I came to CHOP in 1992 to work on AAV (adeno-associated virus) therapies, and in 2002, I was named a Howard Hughes Medical Institute Investigator while also continuing at CHOP. As mentioned earlier, I established the CHOP CCMT in 2004 to create a base for researching cell and gene therapies that would address diseases in the pediatric population. That was the vehicle through which we established the Clinical Vector Core. We recruited J. Fraser Wright, PhD, as CCMT’s head of manufacturing. Dr. Wright did the job at CHOP for a long time – he set up a facility, competed for a National Institutes of Health grant to support the production facility, and hired many of the people who work there now. Then, in 2013, CHOP was contemplating spinning out a biotechnology company centered on our gene therapy programs; this would eventually become Spark Therapeutics. I began first as an adviser to Spark, and in 2014, I left CHOP to become Co-Founder and President.
You’ve had a successful career! Can you talk about some of the challenges you encountered along the way?
When I tell my story from a wider vantage point, it looks like it moved along smoothly. But I never felt that way at the time – in fact there were a whole series of decisions that were balanced on a knife’s edge, and I could have gone one way or the other. I’m sure that most people’s careers look like that when they think back on it.
When I was an assistant professor, the departments of medicine were overwhelmingly male. And so when I joined CHOP and there were a lot of women in leadership positions, that was wonderful, and that made a great deal of difference to me. When I moved to a biotech company, and we were going around raising money, there were not many women sitting in investor seats. I would always feel so relieved when we would go in to make pitches and there would be one woman. To me, that was one of the great things about CHOP.
You’ve come a long way since researching hemophilia in a lab in the 1980s. Why did you choose to study hematology in the first place?
I was a chemistry major as an undergraduate, and I was struggling to figure out whether to go to graduate school or medical school. And the first year that I was out of college, I worked in a research lab at Massachusetts General. I was synthesizing chemical compounds and liked the work. So I thought, OK, well, medical school might not be so bad. So I went, but in the first few years I really didn’t like it and decided I would take a year off and go back to the chemistry lab. The head of the lab said, ‘My advice to you is go back and finish medical school. I will help you get a good post-doc based on the work you’ve done in the lab here. And then if you think you have any deficiencies in your background, you can just take courses while you’re a postdoc.’ I found that when I went back to medical school, however, I really enjoyed it. I did a residency in internal medicine and wanted a subspecialty where I could use my chemistry background, with a heavy lab component to it.

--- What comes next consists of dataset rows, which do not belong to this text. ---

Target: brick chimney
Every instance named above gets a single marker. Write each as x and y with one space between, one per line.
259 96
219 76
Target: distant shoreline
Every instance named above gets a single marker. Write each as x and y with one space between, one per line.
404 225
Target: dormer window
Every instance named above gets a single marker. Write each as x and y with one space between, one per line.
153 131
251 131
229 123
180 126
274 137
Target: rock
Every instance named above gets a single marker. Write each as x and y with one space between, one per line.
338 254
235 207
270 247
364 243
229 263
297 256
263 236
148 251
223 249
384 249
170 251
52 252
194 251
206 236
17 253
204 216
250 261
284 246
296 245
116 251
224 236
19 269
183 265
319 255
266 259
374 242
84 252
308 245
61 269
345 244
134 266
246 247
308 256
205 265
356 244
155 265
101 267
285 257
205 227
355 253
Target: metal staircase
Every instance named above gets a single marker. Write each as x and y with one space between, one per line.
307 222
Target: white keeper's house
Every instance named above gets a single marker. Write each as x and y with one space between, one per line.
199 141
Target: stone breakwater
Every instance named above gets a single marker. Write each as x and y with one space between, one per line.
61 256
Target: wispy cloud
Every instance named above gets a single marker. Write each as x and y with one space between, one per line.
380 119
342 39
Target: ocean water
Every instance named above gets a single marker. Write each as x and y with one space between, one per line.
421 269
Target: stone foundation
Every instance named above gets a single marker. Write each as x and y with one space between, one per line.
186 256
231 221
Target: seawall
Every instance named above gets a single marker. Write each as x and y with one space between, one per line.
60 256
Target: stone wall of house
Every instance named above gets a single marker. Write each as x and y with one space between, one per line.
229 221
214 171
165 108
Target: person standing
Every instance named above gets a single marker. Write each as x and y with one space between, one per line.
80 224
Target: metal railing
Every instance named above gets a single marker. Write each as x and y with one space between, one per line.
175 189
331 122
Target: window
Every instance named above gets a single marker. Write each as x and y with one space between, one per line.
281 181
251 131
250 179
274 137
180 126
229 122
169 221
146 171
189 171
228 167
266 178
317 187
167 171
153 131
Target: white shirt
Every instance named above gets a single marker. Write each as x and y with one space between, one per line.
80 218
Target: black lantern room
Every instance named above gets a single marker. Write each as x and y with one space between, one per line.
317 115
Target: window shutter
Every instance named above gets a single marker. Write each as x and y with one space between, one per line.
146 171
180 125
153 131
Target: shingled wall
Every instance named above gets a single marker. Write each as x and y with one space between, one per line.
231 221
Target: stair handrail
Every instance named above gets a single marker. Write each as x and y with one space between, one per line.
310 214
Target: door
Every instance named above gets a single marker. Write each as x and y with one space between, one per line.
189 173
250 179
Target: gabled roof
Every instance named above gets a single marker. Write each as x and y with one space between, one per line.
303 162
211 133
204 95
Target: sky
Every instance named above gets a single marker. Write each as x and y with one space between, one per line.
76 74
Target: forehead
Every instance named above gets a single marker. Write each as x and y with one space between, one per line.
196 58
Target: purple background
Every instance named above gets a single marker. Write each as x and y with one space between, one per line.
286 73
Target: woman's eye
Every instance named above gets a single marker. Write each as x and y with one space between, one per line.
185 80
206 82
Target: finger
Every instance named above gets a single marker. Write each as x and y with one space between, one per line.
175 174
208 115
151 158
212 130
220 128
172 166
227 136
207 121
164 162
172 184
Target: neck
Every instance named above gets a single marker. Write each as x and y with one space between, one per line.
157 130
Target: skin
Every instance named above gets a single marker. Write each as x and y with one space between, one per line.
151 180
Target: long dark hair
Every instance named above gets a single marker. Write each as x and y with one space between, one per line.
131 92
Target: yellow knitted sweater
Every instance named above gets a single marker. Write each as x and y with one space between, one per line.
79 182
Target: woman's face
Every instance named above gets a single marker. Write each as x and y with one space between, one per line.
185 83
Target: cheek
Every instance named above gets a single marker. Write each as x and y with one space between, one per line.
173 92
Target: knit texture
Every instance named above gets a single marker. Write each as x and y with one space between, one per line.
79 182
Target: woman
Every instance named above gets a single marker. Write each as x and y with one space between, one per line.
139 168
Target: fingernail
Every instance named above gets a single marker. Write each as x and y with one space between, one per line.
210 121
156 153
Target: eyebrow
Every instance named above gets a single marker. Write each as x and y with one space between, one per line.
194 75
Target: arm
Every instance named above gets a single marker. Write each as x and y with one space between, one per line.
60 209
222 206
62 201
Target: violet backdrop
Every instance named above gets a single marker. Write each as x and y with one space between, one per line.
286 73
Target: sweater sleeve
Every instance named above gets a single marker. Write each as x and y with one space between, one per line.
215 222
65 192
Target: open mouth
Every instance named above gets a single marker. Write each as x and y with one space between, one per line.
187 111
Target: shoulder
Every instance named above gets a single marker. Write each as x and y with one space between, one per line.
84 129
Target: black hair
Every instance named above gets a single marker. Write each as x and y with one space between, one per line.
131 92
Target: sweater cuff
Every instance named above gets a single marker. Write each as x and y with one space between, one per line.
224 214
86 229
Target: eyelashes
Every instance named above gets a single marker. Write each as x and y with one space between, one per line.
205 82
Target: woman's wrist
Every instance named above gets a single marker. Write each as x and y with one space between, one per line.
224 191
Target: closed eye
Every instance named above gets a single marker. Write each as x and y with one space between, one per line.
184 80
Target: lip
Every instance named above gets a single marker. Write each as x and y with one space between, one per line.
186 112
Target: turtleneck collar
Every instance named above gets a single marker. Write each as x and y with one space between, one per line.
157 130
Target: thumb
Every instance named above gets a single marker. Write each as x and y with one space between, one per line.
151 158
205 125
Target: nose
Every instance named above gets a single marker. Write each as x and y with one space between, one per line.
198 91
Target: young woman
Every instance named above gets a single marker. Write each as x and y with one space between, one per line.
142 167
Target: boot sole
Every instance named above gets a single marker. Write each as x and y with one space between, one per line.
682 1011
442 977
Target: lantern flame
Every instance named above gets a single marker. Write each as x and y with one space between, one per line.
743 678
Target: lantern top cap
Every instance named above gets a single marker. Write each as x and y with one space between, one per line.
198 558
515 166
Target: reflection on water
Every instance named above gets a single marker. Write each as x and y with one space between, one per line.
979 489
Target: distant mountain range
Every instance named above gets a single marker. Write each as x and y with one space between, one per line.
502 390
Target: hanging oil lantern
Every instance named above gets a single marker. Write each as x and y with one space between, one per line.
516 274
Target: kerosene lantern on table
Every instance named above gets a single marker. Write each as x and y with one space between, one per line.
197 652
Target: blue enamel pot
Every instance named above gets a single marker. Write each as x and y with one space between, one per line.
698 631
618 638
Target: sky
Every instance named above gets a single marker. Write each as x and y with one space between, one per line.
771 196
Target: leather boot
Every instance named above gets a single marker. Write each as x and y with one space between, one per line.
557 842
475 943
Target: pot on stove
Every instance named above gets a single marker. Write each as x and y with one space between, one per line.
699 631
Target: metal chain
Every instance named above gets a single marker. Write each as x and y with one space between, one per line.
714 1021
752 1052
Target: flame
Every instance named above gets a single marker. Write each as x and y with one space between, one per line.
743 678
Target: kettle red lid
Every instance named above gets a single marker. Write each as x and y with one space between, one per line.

Do you have any advice for aspiring young scientists?
Well, the only thing that I can say is that I really loved what I was doing, and that if you’re doing something that you love, it doesn’t feel like work. I have three kids, and I always used to wonder when they were younger, ‘Will my work ever matter to me as much as they did?’ In a weird way, your work becomes like the fourth child, and you love it in a way that’s not like you love your children of course, but you love it as if it were a living thing. Because it feels like a living thing and of course is composed of many other living people. So I think that if you’re doing something you love, you know, it’s not really like work.